A military buff like John Dodds could tell right away the leather bomber jacket wasn't just any old coat hanging on a rack at a Washington, D.C., Goodwill shop.
His daughter had noticed it and called him over, and Dodds began to examine it. The leather was a a bit stiff, but it was in good shape, with that perfect vintage patina. On the back was a red-bearded man in a winged helmet, the words “Red Raiders” and “22nd Bomb Group” emblazoned above and below. The jacket had lieutenant bars, a pricetag of $17 and a pretty big clue as to its original owner.
"Robert G. Arand" read the name tag on the front breast, according to Stars and Stripes, which first reported the story of the World War II relic's strange resurfacing at a thrift shop, and its pending return to the 90-year-old Arand, a former B-24 pilot who is alive and well in Cincinnati.
Dodds, assistant general counsel for the Air Force and an amateur military historian who once helped a friend research his brother who was shot down during the Vietnam War, plunked down the $17. Within 24 hours, he had reached Robert Arand by phone.
They chatted about Arand's time in the 22nd Bombardment Group, a predecessor of today’s 22nd Operations Group at McConnell Air Force Base in Kansas. Arand recalled a commander with red hair, Col. Richard Robinson, from whom the group took its nickname. Arand, who flew more than 40 missions in the South Pacific and remained in the military until his retirement in 1983, figures the last time he wore the jacket was in San Francisco, well before settling in Ohio.

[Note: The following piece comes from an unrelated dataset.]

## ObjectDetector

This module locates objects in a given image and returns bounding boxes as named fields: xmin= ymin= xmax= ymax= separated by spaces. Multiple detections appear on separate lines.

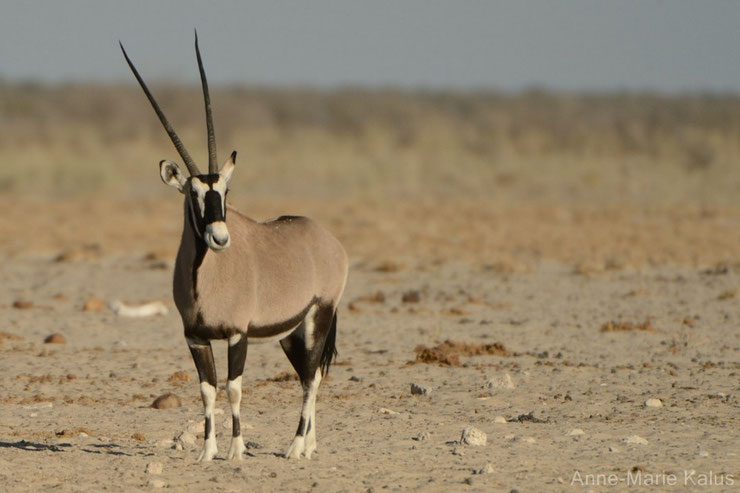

“I remember my wife asking if I was ever going to wear it again, and I said I didn’t think I would, except for a veterans’ parade,” said Arand, who believes that his wife may have donated it to a charity in Cincinnati in 1950.
Arand, a father of five, grandfather of eight and great-grandfather of two, told Stars and Stripes he isn’t sure how the jacket wound up in Washington, but he “would love to know.”
Dodds recently shipped the jacket to Arand, who said it still fits -- if maybe a tad snug in the chest. He's ready to show it off to his family.
“My children and grandchildren are anxious to see it,” he said.